Stephan-Andreas Casdorff

Gerhard Schröder im Glück - und Angela Merkel? Sie wird zur Pechmarie. Nicht nur, dass der leidige Fall Kohl einfach kein Ende finden will. Jetzt soll der Altkanzler also mit der Jungvorsitzenden für die CDU die Einheit feiern. Bis es dazu kam, war Merkel schon von Kritik begleitet. Nun aber werden (fast logisch aus der Entwicklung der letzten Wochen und Tage folgend) erstmals öffentlich Zweifel an ihren Führungsqualitäten geäußert. Ausgerechnet von Heiner Geißler! Das hat etwas Bitteres, denn eines kann man ihm ja nicht nachsagen: dass er nicht wüsste, was Führung ist.

Als "geschäftsführender Vorsitzender" hat sich Geißler in seiner langen Generalsekretärszeit in der CDU immer gesehen, und sich dafür auf die Parteisatzung berufen. Damals, als Kohl noch der Kanzler und Parteivorsitzende war. Heute, mit Merkel als der Vorsitzenden, die nicht durch ein anderes Amt gebunden ist, fällt ein Mangel an - inhaltlicher - Führung natürlich doppelt auf. Einmal bei ihr selbst, Angela Merkel, aber auch bei dem, der ihr die Geschäfte zumindest erleichtern soll: beim Generalsekretär Ruprecht Polenz. Und darauf weist Geißler mit seinem Vorwurf eben auch hin. Geißler, der Polenz selbst zu Anfang als geeigneten Amtsinhaber bezeichnet hat.

Nun ist der Generalsekretär Geißler kein Maßstab, nicht mehr. Die Konstruktion der Führung ist heute, in der Opposition, eine andere. Aber Peter Hintze, der Generalsekretär unter Kohl war, ist einer; und, ganz aktuell, Franz Müntefering auf der Gegenseite, der Generalsekretär der SPD. Hintzes eigene Vorstöße waren selten, aber es gab sie, immerhin. Und wenn es nur die "Rote-Socken-Kampagne" ist, die im Gedächtnis bleibt. Er erkundete oft genug für Kohl die öffentliche Stimmung. Müntefering ist immer präsent, mit eigenen Vorstößen, was die Parteiorganisation betrifft, aber auch mit solchen gegen jene, die der SPD schaden könnten, wie jüngst gegen Oskar Lafontaine zum Beispiel. Müntefering - der traut sich was.

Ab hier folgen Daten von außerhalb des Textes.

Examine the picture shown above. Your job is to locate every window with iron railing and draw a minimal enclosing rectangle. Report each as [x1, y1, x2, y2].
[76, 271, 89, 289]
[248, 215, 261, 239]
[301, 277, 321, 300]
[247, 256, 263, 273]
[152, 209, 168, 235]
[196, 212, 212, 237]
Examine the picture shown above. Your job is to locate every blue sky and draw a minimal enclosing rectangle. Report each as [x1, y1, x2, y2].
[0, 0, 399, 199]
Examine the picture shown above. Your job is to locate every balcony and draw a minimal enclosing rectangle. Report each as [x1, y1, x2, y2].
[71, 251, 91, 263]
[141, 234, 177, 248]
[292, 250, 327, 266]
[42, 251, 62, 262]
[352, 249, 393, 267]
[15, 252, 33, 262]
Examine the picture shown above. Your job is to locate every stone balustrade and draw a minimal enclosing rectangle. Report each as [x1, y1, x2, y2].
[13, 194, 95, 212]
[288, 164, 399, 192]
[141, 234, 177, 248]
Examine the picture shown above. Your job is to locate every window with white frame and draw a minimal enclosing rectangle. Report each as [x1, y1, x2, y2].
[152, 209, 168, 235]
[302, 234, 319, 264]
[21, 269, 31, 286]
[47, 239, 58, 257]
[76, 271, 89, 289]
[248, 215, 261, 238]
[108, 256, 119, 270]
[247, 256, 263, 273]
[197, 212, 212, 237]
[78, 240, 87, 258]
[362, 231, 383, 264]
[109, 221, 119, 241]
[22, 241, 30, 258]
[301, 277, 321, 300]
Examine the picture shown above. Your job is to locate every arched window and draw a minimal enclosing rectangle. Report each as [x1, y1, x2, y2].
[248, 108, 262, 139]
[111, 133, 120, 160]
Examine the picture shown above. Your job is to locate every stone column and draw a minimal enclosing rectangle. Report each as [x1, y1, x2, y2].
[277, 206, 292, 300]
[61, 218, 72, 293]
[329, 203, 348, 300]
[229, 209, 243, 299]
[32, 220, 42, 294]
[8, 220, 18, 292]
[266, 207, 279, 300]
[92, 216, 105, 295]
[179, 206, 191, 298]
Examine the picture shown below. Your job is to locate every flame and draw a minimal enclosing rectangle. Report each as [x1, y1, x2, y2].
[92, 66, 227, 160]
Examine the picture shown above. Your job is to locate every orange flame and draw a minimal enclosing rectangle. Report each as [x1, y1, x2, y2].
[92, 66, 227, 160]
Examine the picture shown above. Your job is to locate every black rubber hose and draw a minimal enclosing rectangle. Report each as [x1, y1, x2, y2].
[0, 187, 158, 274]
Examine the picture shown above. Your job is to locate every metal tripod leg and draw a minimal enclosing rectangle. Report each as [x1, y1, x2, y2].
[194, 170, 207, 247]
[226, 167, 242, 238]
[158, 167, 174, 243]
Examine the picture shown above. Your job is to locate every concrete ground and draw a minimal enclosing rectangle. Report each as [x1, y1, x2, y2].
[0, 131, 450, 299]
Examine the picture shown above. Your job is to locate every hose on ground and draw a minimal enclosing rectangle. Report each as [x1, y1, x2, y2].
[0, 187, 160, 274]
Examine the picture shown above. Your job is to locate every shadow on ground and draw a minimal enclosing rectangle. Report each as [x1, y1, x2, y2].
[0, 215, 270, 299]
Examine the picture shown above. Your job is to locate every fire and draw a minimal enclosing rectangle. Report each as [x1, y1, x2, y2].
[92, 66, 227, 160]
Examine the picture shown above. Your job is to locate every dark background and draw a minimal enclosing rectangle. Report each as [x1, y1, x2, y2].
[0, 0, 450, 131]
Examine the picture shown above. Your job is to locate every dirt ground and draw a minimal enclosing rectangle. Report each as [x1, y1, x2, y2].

Polenz dagegen fällt nicht weiter auf, weder gibt es Aufsehen erregende organisatorische Neuerungen noch inhaltliche, noch zieht er einen Streit von Merkel weg auf sich. Er bleibt damit hinter den Erwartungen zurück. Und so ergibt sich dieses Bild: Polenz ist da, für die Abteilung Politik, aber die Geschäfte organisiert Willi Hausmann, der Bundesgeschäftsführer. Angela Merkel arbeitet weiter wie damals, als Generalsekretärin. Und der Parteichef, der zum Schluss die strittigen Punkte entscheidet, ist - Helmut Kohl. Wenn Schröder weiter so ein Glück hat, bleibt ihm der Fall Kohl bis zum Wahlkampf 2002 erhalten.